On December 11, 2017, Vaughan was at New Haven Correctional Center (NHCC). Doc. #1 at 5-6 (¶¶ 3-4). Vaughan signed a property paper stating that he had multicolored religious beaded necklaces and some other items. Id. at 5 (¶ 1). Vaughan's mother came to retrieve his property, but correctional officers would not give the property to his mother. Ibid. Later that day, Vaughan was placed in the restrictive housing unit. Ibid. (¶ 2). Vaughan was called down to the lieutenant's office, where he spoke with Lieutenant Mendillo and Intelligence Officer Payne. Ibid. (¶¶ 2-3). They asked Vaughan about his beads. Ibid. (¶ 2). He stated that they were religious. Ibid. Mendillo and Payne told Vaughan that he was going to segregation because of his beaded necklace, and Vaughan was then placed in the Foxtrot restrictive housing unit at NHCC. Id. at 5-6 (¶¶ 3-4). Vaughan was then sent to Phase Two of the Security Risk Group (SRG) program at Walker Correctional Institution. Id. at 6 (¶¶ 5-6). Vaughan had already completed the SRG program, id. at 6, 9 (¶ 5), and he had renounced his affiliation in the "Bloods" gang, id. at 9. Vaughan claims not to have received notice, a disciplinary report, or a hearing before his placement in restrictive housing or the SRG program. Id. at 6 (¶¶ 4-5). He remains in the SRG program to this day. Ibid. (¶ 7).
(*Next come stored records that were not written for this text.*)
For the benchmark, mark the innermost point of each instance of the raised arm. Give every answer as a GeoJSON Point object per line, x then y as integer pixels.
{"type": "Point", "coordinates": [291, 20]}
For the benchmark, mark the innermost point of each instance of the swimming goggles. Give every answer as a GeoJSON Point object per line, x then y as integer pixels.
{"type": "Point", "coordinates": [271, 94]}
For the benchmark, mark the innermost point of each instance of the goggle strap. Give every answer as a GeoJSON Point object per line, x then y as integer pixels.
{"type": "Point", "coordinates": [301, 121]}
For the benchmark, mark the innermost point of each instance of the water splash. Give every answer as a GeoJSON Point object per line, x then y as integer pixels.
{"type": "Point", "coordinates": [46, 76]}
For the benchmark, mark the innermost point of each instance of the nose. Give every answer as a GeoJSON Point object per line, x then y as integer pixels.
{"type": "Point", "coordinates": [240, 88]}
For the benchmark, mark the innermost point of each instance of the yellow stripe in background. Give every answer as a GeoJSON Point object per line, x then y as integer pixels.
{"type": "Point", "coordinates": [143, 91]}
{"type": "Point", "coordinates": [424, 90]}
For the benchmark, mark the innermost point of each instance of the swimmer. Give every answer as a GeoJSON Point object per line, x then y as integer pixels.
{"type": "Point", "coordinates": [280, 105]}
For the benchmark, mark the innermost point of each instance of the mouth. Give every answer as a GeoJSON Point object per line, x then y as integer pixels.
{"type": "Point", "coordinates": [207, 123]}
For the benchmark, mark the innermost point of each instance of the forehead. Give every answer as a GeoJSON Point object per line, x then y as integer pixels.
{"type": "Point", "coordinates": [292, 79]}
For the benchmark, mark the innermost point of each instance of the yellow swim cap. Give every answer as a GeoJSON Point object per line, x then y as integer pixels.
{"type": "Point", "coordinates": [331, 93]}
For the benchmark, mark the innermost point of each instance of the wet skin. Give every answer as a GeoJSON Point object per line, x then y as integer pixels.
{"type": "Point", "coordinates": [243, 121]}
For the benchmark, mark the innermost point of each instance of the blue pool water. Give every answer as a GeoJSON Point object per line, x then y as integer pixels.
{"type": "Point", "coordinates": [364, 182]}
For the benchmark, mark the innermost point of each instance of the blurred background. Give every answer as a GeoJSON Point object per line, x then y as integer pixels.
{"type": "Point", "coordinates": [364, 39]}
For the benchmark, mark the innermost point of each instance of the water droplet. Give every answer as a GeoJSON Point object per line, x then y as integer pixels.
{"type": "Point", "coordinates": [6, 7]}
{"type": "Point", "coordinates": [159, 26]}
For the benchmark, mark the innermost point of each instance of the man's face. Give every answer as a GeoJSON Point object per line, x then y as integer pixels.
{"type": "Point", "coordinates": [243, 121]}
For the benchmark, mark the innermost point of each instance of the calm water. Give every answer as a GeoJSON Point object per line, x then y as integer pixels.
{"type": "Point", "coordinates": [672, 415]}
On May 6, 2018, Vaughan stopped Officer Briatico at his cell and asked him about a disciplinary report Briatico had issued him regarding a book that was found in his cell. Id. at 8. Briatico stated that it was "just a bunch of Blood shit." Ibid. Vaughan said that he knew nothing about the book and that it had belonged to his cellmate. Ibid. Briatico replied that he did not know much about the book and was instructed to issue the disciplinary report. Ibid. As of November 30, 2018, Vaughan had been kept in segregation for 33 days pending an investigation into the disciplinary report. Ibid.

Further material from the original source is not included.